Tuesday, May 26, 2009

Uncovering Myths about Globalization testing- Input validation testing

This post is a continuation of my previous post on the same topic and is based on the real time myths about Globalization testing as i have experienced.
Myth 13- A tester can perform tests specific to text inputs for Localized applications using the similar approaches as the English language testing

The testing specific to Input field validation is an important form of testing in any Software application. An example of such testing can be suppose an application having a text field to input Credit card details and a tester can test the same by including various possible inputs to ensure that the valid data is being accepted by the application and the user is presented with a valid message indicating that the input is incorrect.

There are a several techniques that can be used to test this aspect of the application properly. Some available resources listed below-
Book: Lessons Learned in Software Testing Chapter-3 Testing Techniques Section- "How to create a Test Matrix for an Input field"

What is an encoding system ?:
Though the known techniques do talk about usage of various types of inputs including Language reserved characters e.g. the characters specific to any language that a Software application may be supported such as German, Japanese etc. as these languages do have their own writing systems and character sets. It is of utmost importance to test a Localized application with the language specific characters as any user in any of the product's supported countries would expect the application to support data processing in their own native language e.g. a Japanese user using an email client would expect the application to support writing emails in the Japanese language, otherwise the customer may not find the application worthwhile at all.
One of the important aspects specific to Localized data processing that the known techniques do not specifically talk about is the dependency the Localized data has on the underlying encoding system in the application. If you are new to the term- "encoding system", please read below mini description from www.unicode.org-
Unicode provides a unique number for every character, no matter what the platform,no matter what the program, no matter what the language.
Fundamentally, computers just deal with numbers. They store letters and other characters by assigning a number for each one. Before Unicode was invented, there were hundreds of different encoding systems for assigning these numbers.

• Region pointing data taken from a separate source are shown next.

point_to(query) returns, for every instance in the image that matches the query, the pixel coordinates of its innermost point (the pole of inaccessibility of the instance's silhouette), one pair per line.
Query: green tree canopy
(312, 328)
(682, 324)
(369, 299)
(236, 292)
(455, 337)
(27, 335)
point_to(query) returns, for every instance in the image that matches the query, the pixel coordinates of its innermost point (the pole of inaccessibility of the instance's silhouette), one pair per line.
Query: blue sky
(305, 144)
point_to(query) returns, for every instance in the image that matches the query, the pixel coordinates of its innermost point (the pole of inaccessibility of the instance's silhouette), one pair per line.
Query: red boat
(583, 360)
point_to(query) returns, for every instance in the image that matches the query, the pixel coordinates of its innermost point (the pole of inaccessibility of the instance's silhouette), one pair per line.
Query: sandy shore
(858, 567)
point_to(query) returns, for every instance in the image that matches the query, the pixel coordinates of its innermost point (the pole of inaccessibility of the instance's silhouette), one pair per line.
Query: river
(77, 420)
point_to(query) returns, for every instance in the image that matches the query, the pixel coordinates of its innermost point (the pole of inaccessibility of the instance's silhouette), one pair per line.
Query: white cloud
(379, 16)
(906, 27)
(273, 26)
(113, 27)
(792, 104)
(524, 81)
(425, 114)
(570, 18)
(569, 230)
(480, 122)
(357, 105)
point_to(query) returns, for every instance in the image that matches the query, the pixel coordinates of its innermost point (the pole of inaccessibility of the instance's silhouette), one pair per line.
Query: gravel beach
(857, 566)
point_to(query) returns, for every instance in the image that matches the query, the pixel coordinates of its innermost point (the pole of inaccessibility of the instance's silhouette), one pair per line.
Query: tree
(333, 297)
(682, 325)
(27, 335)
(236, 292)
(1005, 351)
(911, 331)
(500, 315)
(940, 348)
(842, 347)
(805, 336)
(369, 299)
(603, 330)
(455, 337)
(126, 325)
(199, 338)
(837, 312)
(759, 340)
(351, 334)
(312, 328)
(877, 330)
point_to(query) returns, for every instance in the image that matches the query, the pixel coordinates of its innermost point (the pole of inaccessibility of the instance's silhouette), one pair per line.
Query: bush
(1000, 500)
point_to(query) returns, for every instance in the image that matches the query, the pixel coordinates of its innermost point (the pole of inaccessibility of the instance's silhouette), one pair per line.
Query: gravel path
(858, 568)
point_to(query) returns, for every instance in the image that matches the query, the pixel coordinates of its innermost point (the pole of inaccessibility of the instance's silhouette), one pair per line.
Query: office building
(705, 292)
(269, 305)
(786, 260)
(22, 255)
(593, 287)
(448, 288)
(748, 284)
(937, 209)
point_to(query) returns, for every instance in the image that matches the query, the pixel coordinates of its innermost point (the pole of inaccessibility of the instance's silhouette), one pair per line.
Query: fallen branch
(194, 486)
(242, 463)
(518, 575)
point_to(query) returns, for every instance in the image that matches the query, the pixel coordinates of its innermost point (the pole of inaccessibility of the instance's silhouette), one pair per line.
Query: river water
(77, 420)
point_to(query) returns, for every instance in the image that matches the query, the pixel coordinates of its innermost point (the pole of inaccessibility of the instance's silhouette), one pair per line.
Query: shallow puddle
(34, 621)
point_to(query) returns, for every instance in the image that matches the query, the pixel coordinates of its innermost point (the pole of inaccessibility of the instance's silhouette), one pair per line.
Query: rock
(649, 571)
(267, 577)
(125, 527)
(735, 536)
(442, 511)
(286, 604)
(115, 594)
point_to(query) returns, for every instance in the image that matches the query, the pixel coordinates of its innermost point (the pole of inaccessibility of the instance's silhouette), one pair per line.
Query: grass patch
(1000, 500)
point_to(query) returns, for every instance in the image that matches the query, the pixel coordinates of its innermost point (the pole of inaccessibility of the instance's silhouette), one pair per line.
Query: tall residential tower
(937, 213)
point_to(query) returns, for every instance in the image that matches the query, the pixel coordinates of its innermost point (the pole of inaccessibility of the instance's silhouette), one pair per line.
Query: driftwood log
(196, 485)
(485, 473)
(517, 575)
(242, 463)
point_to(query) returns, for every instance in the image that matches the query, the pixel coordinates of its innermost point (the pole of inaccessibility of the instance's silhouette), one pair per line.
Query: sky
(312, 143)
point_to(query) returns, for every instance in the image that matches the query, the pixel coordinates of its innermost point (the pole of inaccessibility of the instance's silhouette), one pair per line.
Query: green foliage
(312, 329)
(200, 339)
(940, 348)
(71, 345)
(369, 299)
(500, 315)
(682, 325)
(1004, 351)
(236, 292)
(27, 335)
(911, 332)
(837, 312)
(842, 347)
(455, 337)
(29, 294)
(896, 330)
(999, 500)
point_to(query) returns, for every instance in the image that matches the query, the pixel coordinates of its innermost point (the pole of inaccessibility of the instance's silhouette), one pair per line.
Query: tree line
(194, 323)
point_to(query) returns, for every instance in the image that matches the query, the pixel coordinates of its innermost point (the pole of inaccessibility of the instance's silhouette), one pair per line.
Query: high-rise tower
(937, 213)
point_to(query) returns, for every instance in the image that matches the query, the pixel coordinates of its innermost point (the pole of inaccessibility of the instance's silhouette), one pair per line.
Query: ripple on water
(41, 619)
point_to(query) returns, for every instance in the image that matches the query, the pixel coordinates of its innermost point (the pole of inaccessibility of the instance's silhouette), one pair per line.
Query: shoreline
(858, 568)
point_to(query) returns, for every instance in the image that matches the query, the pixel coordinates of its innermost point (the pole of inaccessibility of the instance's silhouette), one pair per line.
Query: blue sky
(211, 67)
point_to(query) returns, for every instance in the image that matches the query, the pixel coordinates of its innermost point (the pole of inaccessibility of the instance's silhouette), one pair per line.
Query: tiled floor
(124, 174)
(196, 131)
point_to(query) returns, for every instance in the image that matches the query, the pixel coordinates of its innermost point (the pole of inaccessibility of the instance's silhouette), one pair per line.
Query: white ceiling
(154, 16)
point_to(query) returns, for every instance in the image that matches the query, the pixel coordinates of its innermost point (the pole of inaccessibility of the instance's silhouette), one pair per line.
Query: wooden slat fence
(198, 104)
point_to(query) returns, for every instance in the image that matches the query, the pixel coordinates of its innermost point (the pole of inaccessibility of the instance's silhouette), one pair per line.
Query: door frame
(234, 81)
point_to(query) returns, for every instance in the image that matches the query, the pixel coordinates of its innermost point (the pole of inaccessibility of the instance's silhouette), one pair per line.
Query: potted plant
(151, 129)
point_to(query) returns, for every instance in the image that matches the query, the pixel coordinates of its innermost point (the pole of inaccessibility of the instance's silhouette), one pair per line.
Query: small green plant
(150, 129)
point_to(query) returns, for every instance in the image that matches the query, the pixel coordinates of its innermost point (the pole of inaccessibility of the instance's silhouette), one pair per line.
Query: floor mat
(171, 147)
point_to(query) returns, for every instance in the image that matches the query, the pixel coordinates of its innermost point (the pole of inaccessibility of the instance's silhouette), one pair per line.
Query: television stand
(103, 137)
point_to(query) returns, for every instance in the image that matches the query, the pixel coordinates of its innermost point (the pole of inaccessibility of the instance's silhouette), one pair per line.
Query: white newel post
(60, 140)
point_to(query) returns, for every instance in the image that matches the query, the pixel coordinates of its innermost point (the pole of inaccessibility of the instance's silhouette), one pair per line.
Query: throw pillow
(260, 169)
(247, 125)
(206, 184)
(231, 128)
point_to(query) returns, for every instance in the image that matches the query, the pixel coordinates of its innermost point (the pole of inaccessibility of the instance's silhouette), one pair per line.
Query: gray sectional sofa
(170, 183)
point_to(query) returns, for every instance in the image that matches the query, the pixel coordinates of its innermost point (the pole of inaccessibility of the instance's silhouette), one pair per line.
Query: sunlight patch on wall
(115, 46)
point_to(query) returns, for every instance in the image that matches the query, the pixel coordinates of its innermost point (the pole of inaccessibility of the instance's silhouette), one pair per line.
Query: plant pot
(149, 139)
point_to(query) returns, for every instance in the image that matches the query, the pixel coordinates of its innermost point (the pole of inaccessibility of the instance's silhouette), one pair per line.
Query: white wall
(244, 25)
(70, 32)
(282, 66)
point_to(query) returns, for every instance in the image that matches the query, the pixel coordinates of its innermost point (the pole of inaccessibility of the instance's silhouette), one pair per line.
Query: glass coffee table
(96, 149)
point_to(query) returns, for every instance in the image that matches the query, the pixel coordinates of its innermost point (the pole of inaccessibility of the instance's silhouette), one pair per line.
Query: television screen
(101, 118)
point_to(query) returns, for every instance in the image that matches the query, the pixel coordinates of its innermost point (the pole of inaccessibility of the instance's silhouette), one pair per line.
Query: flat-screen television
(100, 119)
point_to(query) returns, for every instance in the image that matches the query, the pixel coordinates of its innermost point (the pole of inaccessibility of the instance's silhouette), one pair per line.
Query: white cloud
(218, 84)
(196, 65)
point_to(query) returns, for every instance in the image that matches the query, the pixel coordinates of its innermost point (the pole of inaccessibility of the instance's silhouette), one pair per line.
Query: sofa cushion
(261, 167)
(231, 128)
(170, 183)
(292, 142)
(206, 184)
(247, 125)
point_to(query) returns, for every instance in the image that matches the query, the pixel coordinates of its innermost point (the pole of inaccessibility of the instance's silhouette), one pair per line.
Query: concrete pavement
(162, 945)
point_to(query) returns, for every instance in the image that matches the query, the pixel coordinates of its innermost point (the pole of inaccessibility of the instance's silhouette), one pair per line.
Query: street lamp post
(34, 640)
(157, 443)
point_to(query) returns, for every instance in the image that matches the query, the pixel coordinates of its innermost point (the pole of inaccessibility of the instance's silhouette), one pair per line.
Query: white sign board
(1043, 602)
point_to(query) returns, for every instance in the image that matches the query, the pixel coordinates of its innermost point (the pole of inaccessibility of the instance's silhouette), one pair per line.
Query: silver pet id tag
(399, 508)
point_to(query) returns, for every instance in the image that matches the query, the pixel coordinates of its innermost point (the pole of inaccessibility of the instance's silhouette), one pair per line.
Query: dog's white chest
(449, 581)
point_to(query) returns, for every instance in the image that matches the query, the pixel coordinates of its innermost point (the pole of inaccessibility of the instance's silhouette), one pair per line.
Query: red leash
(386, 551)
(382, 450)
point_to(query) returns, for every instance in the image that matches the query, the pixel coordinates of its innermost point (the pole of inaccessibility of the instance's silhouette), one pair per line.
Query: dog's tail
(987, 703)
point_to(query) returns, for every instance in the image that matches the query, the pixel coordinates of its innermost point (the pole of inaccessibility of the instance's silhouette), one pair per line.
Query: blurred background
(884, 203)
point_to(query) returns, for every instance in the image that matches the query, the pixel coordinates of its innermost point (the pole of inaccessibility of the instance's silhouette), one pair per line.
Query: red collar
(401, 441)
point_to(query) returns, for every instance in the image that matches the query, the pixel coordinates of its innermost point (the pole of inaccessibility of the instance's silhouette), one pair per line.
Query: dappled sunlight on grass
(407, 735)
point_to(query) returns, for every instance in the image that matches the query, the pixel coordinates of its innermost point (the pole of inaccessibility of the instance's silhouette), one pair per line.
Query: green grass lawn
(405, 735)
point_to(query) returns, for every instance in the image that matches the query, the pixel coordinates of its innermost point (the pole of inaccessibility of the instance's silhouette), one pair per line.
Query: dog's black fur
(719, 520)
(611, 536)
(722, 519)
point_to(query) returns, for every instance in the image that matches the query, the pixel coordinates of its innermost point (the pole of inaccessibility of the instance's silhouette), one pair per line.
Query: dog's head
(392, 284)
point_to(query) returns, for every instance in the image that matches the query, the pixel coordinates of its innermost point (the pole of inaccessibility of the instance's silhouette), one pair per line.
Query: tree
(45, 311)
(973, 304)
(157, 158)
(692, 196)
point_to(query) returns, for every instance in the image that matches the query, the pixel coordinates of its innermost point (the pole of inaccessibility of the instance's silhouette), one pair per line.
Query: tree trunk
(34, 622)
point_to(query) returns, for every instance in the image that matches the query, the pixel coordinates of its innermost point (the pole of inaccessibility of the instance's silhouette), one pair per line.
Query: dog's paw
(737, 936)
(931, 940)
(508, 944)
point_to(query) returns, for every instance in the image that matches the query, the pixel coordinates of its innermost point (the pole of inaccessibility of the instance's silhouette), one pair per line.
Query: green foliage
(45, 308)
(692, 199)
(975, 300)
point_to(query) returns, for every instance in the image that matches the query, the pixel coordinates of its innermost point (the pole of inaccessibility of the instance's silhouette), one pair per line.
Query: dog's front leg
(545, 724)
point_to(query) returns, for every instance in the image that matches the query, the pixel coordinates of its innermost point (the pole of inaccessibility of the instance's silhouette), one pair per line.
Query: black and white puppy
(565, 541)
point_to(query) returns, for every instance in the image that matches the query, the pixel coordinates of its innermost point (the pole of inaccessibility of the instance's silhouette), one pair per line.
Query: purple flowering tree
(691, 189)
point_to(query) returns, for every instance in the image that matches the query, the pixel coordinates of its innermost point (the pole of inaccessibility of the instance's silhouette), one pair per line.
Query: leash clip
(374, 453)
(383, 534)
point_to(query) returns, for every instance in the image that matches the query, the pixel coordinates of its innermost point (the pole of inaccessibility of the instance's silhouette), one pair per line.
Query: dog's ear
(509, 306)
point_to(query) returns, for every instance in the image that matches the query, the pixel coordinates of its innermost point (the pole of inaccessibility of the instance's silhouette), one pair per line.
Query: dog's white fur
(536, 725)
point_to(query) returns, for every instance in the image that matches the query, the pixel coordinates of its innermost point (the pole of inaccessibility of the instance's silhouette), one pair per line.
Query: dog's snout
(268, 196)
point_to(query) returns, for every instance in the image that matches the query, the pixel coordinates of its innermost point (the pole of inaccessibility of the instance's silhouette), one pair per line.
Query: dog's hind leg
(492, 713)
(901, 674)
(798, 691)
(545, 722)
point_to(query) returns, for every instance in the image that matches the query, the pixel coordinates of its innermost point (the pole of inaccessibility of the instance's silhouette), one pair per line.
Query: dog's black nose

Does Unicode have different representations ?:
Unicode is actually an encoding system that encompasses virtually all the known character sets from different languages. There are several possible representations of Unicode data, including UTF-7, UTF-8, UTF-16 ,UTF-32 etc. Each of these different representations have its own advantages and disadvantages depending upon the context e.g.
UTF-8 is most common on the web. UTF-16 is used by Java and Windows. UTF-32 is used by various Unix systems.

Does encoding system representation affect the test data size ?:
One important fact to consider when testing the Input character set for an localized application is to know what type of encoding system is being used beneath. The reason why is it so important to know the underlying encoding system is that no. of bytes occupied for a certain character varies depending upon the encoding system used. Lets take a closer look at this statement by means of an example-
Take into consideration the following character from German language "ä". The byte count of this character depending upon the encoding system used is as follows-
UTF-16 Byte count for "ä"= 2
UTF-8 Byte count for "ä"= 2
UTF-7 Byte count for "ä"= 5

The above example shows that the encoding system do have an dependency on the no. of Bytes for a particular test character.

Different ways of Input text validation- No. of Bytes vs. No. of characters ?:
The next important factor before performing the Input validation testing in Localized applications is to know whether the validation logic is done as per no. of Bytes or the validation is done with no. of characters. Lets take a closer look at this statement by means of an example-
Suppose there is an application with a text field say Username. The usual assumption is that the validation will be done by no. of characters say the "Username" field will support maximum of 10 characters and a minimum of 3 characters.
Suppose a tester uses test data for "Username" as "ääääääääää" and the application is using encoding system as UTF-7. If the validation is done as per No. of characters, then the above is a valid test data as it represents 10 characters. In case the validation is done as per No. of Bytes, then it may not be a valid data (depending upon the Byte limit set), as the test data in the above example may amount to 50 bytes.

Thus, it is important to ascertain before you test to ensure the validation rules.

So, before you consider performing the Input validation testing or even generate test data for testing for Localized application ensure that you know about the following-
- Encoding system used by the application
- Validation rule- does the application validates the data as per Bytes or by no. of characters ?


Anonymous said...

Hi Anuj,

I am also a QA, working with some MNC in mumbai. For a long time i was searching for an article which describe about Internationalization concepts and i found your blog which is full of amazing articles which cleared so many myths which i had earlier abt I18N. Still i am reading your blog its too much interesting.

Nice Post......


Anuj Magazine said...

Hi Anonymous (i wish i knew your name),
Thanks for liking the articles on Globalisation testing. Please keep visiting this blog and provide your feedback (good or bad) as i am plan to share more experiences around this subject.